Il était beau garçon, de taille moyenne, assez bien fait, avec une physionomie hardie ; ses yeux bleus, d'un bleu clair de faïence, percés d'une pupille toute petite, lui donnaient un air hardi et provocant.
Il sentait en lui le désir de réussir, de parvenir, de monter.

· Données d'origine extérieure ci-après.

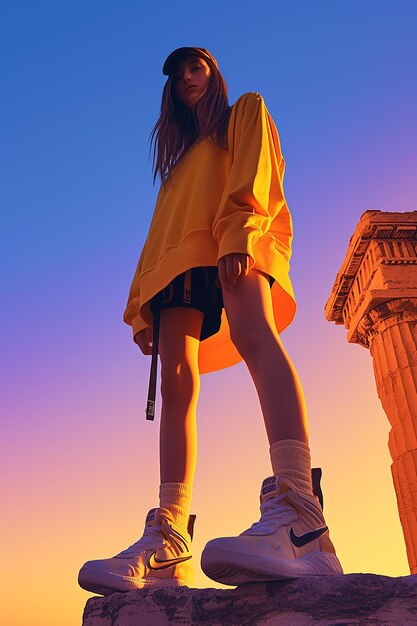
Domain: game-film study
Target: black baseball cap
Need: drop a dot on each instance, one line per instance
(172, 59)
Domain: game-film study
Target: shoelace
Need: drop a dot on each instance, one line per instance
(147, 541)
(273, 511)
(163, 534)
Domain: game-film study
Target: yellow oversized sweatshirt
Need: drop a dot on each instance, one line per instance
(219, 202)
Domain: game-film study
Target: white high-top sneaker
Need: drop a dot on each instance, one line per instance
(160, 558)
(291, 539)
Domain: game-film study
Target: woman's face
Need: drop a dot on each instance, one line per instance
(191, 78)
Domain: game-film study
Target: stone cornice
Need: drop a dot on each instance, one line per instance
(362, 277)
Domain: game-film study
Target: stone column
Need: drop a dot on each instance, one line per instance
(375, 297)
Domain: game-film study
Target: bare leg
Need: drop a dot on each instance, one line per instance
(252, 326)
(179, 341)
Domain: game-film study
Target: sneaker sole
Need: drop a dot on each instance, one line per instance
(102, 583)
(232, 568)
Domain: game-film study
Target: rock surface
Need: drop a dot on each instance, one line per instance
(352, 599)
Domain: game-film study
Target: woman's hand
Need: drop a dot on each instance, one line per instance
(231, 266)
(144, 339)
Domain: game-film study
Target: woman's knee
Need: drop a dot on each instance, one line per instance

En regardant les femmes, les belles femmes, il pensait : « Celles-là seront pour moi un jour. » En voyant les équipages, il se disait : « J'aurai le mien. »
Ce soir-là, dans la rue, il rencontra Forestier, un ancien camarade de régiment devenu journaliste. Forestier l'invita à dîner chez lui.
Ce fut le début de tout.
Duroy découvrit un monde nouveau : le journalisme, la politique, les salons, les femmes du monde. Il comprit très vite que, dans ce milieu, tout s'achetait et se vendait : les opinions, les réputations, les consciences. Et lui, Georges Duroy, n'avait qu'une chose à vendre : son charme, sa beauté, son audace.
Il les vendit au plus offrant.
D'aventure en aventure, de femme en femme, il gravit tous les échelons. Quelques années plus tard, il était directeur d'un journal influent et épousait la fille d'un richissime homme d'affaires. Le petit sous-officier sans le sou était devenu le baron Du Roy de Cantel.